July 21st, 2013 No comments
Shang Dynasty jade dagger-axe treasured in Palace Museum. The silk and hemp fabric packaging closely adhered to the surface owing to the passage of time.

Shang Dynasty jade dagger-axe treasured in Palace Museum. The silk and hemp fabric packaging closely adhered to the surface owing to the passage of time.

Packaging is closely related to people’s daily life. Traditionally the guidelines on packaging in China are always “for the convenience of the users” and “pleasing to the eyes.”

In earlier days, natural materials were used in packing such as tree leaves, bamboo, lotus leaves, palm leaves, gourds, cocoanut shells, shells of shellfish, animal skin, etc. Later on, man-made material were used including fabrics, ceramics, metals, lacquer ware, woodware, jadeware, paper, etc. As early as the late years of the primitive society, packaging had already started. Bamboo tubes, gourd shells, cocoanut shells, earthen jugs, etc. were used to hold liquids; baskets made from bamboo or willow twigs, were used to hold solid objects. Sometimes commodities were directed wrapped in bamboo leaves, lotus leaves, etc. In China materials, ornaments and styles in packaging differ in different historical periods, changing with the productivity, and scientific and technological development, and conforming to the fashion of the time.
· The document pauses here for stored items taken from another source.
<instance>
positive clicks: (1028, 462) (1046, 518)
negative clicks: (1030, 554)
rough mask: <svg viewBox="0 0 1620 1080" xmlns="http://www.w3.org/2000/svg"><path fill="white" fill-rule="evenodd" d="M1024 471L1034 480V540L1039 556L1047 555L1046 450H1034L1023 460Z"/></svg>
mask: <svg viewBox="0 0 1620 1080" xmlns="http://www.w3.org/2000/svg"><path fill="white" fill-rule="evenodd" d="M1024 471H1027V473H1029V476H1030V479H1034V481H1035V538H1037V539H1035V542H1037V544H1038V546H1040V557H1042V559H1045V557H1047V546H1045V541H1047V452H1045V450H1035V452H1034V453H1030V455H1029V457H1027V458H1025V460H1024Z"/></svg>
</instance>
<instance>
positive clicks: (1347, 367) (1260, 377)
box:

The pottery wares emerged in the Neolithic Age was the first great invention of man-made packaging materials. In comparison with natural materials, they have the advantages of being durable, antiseptic, and anti-worm-eaten. They also excel in long-distance transportation and in being various in forms. It is interesting that the earliest food cans were discovered in China – the twelve airtight food cans unearthed in Baoshan of Hubei in 316 B.C. These cans were tightly sealed with multi-layer materials such as straw mats, bamboo leaves, wet clay, etc. Individual cans were cased with bamboo baskets having a handle above for convenient carrying. On the outmost layer, silk was covered before they were tied up with thin bamboo strips or silk ribbon, which were sealed with clay, attached with label bearing the description of the food contained in the can. By this process the food can be kept for a long period of time without going bad or discoloring.